Inc., 296 So. 3d 687, 701 (¶58) (Miss. 2020) (citing this statute when upholding a chancery
court’s decision to order 50/50 ownership of a company).
¶44. This caselaw and these statutes perceive that a chancery court may have to untangle
a knot that has formed within an LLC or corporation, and the court’s ability to do equity is
13 undiminished. The trial court expressly relied on those powers of equity. While Dawn
argues the trial court “erred in finding that [Wendy] was entitled to an award of attorney’s
fees,” there was no such award. The plain face of the order actually states that attorney’s fees
were not granted, and even if they had been, “no evidence of the amount of attorney fees
incurred by Wendy was introduced,” which would have placed any such award on shaky
ground. Instead, the trial court recognized “that the equities of the parties are considered
balanced between the parties as to contribution by Wendy for real property taxes on the
property of Medecon, LLC, for tax years 2018, 2019 and 2020, and as to Wendy’s
entitlement to an award of attorney fees.” (Emphasis added).

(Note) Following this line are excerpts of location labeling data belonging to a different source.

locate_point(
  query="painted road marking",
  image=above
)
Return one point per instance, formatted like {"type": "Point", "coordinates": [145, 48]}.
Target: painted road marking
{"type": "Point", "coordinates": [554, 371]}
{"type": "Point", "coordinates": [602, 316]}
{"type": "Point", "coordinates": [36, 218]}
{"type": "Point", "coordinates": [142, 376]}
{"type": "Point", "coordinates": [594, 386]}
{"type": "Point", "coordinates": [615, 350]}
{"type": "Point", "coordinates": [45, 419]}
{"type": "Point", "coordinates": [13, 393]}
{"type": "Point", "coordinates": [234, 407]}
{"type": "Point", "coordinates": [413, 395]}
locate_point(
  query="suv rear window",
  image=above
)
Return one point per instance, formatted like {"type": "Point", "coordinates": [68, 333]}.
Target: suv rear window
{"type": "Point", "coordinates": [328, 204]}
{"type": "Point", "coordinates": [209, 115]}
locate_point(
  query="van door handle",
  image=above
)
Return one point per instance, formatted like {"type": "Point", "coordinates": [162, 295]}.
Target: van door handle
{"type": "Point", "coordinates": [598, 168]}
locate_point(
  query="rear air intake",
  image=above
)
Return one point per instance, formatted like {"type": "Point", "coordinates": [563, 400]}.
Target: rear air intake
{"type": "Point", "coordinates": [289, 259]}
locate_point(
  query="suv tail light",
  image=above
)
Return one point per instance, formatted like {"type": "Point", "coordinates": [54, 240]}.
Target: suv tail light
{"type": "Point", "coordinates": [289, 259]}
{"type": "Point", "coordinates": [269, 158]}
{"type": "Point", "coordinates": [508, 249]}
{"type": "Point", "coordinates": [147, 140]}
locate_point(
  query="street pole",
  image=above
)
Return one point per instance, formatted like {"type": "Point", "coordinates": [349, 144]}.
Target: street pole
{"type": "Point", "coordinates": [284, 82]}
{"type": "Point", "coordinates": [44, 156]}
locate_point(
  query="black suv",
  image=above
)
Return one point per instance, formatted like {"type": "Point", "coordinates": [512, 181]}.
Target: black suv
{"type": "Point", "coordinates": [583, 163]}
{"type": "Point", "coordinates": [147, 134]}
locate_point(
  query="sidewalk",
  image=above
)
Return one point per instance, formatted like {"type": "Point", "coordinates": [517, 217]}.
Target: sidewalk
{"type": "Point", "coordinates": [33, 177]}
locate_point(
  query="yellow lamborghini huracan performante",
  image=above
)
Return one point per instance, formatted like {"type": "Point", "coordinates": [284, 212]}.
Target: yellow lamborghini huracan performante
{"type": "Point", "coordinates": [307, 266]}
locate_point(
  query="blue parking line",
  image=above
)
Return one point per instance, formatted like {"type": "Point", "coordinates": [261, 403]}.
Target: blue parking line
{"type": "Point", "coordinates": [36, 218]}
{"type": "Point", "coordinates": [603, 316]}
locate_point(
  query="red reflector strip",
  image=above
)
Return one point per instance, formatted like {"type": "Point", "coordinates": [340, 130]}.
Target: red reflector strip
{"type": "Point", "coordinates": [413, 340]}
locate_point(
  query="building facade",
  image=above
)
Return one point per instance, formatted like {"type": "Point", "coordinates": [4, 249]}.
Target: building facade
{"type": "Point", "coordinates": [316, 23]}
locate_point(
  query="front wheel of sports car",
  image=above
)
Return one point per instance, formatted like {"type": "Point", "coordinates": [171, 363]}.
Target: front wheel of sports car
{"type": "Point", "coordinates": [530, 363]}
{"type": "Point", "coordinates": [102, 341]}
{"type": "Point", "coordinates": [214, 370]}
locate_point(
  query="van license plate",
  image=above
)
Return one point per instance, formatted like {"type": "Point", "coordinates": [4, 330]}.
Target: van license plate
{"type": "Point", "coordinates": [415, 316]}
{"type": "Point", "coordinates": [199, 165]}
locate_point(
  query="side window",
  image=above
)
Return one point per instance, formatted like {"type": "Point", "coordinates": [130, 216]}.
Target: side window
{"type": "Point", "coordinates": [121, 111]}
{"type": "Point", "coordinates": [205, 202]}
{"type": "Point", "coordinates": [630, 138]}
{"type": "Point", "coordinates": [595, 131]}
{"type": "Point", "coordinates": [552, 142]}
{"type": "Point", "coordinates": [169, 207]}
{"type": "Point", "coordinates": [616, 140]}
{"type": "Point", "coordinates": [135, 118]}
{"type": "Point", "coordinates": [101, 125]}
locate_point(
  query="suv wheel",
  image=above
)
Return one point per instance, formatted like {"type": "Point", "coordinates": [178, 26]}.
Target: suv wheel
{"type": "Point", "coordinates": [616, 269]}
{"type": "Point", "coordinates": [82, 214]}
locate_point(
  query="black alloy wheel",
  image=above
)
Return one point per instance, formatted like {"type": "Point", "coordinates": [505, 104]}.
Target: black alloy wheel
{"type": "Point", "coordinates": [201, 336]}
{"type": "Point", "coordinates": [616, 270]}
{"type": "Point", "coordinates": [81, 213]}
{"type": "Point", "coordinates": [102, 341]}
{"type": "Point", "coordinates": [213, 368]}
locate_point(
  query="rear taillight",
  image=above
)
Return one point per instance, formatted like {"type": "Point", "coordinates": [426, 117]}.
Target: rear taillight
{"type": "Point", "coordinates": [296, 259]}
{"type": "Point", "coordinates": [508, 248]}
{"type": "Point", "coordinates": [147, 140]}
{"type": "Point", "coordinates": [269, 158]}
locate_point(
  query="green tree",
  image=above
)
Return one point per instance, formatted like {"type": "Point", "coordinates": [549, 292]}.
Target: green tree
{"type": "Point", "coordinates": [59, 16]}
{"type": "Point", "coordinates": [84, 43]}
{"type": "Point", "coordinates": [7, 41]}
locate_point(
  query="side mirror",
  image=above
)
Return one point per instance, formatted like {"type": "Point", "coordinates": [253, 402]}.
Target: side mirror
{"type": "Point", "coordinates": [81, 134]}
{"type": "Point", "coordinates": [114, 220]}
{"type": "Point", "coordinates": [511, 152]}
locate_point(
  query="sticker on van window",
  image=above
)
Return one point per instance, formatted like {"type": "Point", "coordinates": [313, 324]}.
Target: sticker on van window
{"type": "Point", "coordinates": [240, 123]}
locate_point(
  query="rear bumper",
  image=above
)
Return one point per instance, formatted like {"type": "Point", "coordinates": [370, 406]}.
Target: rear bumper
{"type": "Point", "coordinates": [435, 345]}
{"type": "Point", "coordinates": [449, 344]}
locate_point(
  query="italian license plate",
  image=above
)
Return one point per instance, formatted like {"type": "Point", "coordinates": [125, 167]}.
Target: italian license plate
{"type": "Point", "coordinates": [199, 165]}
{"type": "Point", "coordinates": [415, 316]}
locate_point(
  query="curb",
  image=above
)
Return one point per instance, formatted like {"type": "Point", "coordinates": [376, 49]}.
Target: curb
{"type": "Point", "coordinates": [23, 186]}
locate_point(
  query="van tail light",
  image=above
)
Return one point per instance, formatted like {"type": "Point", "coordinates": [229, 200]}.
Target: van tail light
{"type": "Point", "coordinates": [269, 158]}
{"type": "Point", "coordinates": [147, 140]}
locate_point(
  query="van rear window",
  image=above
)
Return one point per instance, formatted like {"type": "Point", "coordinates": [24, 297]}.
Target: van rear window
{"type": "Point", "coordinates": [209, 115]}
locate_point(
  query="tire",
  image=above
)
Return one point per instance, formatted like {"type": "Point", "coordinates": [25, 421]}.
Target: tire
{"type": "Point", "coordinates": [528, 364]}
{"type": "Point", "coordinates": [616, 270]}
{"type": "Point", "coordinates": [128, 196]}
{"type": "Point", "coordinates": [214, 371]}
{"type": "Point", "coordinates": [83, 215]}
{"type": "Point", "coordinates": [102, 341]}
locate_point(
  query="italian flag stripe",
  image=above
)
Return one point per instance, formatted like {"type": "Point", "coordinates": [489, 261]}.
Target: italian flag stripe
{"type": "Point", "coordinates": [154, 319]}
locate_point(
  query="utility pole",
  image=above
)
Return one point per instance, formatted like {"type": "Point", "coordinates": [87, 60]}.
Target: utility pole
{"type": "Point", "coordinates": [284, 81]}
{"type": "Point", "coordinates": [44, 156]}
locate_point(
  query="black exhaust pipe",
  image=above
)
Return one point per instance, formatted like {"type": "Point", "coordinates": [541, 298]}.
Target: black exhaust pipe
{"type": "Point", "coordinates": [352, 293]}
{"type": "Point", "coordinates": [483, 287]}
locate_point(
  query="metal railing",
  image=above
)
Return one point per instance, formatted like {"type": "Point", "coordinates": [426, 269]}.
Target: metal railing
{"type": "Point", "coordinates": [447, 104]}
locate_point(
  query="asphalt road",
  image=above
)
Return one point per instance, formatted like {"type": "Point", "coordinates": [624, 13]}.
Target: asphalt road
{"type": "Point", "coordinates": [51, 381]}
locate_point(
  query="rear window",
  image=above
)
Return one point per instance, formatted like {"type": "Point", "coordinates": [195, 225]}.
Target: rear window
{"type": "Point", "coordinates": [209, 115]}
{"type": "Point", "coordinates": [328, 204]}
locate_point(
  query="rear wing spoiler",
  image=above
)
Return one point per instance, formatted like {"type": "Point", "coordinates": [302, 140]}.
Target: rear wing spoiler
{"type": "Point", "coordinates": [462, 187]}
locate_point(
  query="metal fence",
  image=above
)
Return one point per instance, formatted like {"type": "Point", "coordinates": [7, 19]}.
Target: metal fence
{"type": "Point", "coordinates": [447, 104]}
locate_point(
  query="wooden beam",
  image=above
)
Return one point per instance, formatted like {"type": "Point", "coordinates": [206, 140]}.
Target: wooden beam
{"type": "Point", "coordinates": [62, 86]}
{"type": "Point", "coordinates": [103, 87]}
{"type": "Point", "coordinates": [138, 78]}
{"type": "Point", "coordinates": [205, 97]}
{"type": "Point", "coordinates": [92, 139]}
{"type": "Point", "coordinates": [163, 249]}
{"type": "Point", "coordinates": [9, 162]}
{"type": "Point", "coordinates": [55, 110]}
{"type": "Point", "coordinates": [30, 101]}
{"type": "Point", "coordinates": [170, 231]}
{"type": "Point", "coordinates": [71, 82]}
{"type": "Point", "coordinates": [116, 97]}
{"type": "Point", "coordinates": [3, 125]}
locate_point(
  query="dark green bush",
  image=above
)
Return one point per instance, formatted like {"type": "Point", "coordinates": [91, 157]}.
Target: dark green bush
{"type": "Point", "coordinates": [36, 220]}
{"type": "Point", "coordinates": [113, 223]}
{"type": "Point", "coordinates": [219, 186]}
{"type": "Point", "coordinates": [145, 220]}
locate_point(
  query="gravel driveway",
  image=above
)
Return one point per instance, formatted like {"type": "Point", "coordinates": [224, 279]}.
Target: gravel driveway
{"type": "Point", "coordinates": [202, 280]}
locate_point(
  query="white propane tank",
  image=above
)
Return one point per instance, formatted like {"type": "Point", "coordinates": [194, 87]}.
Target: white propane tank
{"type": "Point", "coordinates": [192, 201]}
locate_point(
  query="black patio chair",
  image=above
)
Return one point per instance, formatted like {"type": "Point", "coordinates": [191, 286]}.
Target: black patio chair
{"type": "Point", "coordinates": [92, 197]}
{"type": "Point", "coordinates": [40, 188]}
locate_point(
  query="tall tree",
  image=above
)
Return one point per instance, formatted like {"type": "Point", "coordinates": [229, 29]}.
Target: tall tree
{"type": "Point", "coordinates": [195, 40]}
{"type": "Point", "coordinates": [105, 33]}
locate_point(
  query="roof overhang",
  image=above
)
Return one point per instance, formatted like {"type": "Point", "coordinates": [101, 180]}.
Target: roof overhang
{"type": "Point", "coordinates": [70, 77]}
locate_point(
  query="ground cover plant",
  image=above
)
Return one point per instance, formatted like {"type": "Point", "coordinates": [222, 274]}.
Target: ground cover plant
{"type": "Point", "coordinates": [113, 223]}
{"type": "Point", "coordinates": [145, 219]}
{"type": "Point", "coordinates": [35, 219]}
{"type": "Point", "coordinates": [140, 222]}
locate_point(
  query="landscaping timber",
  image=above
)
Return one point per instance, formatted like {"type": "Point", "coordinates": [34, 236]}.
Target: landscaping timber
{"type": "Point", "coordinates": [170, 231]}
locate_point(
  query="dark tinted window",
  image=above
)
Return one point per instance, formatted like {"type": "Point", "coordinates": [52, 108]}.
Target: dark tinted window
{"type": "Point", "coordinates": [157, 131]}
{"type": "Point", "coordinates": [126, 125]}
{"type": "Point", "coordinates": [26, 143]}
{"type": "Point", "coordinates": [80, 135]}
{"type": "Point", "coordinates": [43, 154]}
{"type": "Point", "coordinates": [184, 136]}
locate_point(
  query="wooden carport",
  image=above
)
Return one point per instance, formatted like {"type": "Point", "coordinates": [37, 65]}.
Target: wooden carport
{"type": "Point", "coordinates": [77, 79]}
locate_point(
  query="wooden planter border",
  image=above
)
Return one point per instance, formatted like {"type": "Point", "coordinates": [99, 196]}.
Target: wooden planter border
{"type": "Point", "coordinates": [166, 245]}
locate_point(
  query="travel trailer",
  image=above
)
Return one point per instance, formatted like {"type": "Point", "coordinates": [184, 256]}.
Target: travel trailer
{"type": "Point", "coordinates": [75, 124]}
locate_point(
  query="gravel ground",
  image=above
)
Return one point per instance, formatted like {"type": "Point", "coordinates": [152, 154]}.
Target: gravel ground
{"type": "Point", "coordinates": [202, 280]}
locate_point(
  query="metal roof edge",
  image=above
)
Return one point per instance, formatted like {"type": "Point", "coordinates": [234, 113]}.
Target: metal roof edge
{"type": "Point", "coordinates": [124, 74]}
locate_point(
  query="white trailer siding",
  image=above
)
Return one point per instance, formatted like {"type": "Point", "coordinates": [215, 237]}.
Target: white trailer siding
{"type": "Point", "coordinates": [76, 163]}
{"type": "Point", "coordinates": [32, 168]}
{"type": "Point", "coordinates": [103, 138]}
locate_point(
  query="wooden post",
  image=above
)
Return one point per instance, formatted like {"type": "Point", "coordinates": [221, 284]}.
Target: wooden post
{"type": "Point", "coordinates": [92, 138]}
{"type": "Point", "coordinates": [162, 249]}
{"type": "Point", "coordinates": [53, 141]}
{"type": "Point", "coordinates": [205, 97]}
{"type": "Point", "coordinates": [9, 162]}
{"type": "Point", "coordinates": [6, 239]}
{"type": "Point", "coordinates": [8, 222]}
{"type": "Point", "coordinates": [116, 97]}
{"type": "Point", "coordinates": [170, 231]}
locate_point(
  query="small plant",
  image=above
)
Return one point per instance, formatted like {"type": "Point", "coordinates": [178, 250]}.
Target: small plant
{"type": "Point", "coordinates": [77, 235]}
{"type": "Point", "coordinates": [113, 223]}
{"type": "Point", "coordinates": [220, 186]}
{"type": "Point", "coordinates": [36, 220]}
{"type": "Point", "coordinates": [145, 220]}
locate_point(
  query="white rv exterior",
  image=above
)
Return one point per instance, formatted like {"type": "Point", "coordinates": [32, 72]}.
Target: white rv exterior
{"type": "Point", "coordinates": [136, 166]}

¶45. In other words, to the extent Wendy had been harmed by the need to sue Dawn to
open a bank account or for the taxes she paid on money not received, any such harm was
evened out by the 50% offset for property taxes granted to her. This is a classic situation
where a chancery court found that one party had suffered a wrong and fashioned a remedy,
and the decision was not an abuse of discretion.
¶46. Next, Dawn argues that “Mississippi law does not require a limited liability company
to enter into a written operating agreement.” She is generally correct because when an LLC’s
“certificate of formation or operating agreement does not otherwise provide for a matter”
such as the activities of the company and what it chooses to do, the general LLC law acts as
a gap-filler. See Miss. Code Ann. § 79-29-123(2) (Supp. 2015) (setting out that “this chapter
governs the matter” in the absence of a written agreement).
¶47. The trial court explained in its opinion exactly why requiring these two members of
14 an LLC to draft an operating agreement was important. The two members, who remained
sisters-in-law, had allowed their relationship to deteriorate to the point they had not spoken
face to face in nearly ten years and communicated only through lawyers, a CPA, and email.
Even though all that stood in the way of them splitting a disbursement from nearly $100,000
in rent checks to Medecon was a simple bank account, which they both said they wanted,
they refused to cooperate long enough to open one. This rift between them halted Medecon
from its full operation as an LLC, and an operating agreement could settle any tensions that
might arise in the future. An operating agreement would ratify and codify their sworn
testimony at trial that the one purpose of Medecon was to rent out the property at 102 Upton
Drive and pre-empt any future conflict on that point. This decision was within the discretion
afforded to the trial court.
¶48. “[I]t is the responsibility of the chancellor to weigh the credibility of the witnesses and
balance the equities of the parties.” Varnell v. Rogers, 198 So. 3d 1278, 1283 (¶14) (Miss.
Ct. App. 2016). We find the trial court did just that in this case.
CONCLUSION
¶49. Because it was within the discretion of the trial court to deny the request to dissolve
the LLC, to grant an offset for property taxes, and to require Medecon’s two members to
draft and sign an operating agreement, the trial court’s ruling is affirmed.
¶50. ON DIRECT APPEAL: AFFIRMED. ON CROSS-APPEAL: AFFIRMED.
BARNES, C.J., CARLTON, P.J., GREENLEE, WESTBROOKS, McDONALD, LAWRENCE, SMITH AND EMFINGER, JJ., CONCUR. WILSON, P.J., CONCURS IN PART AND IN THE RESULT WITHOUT SEPARATE WRITTEN OPINION.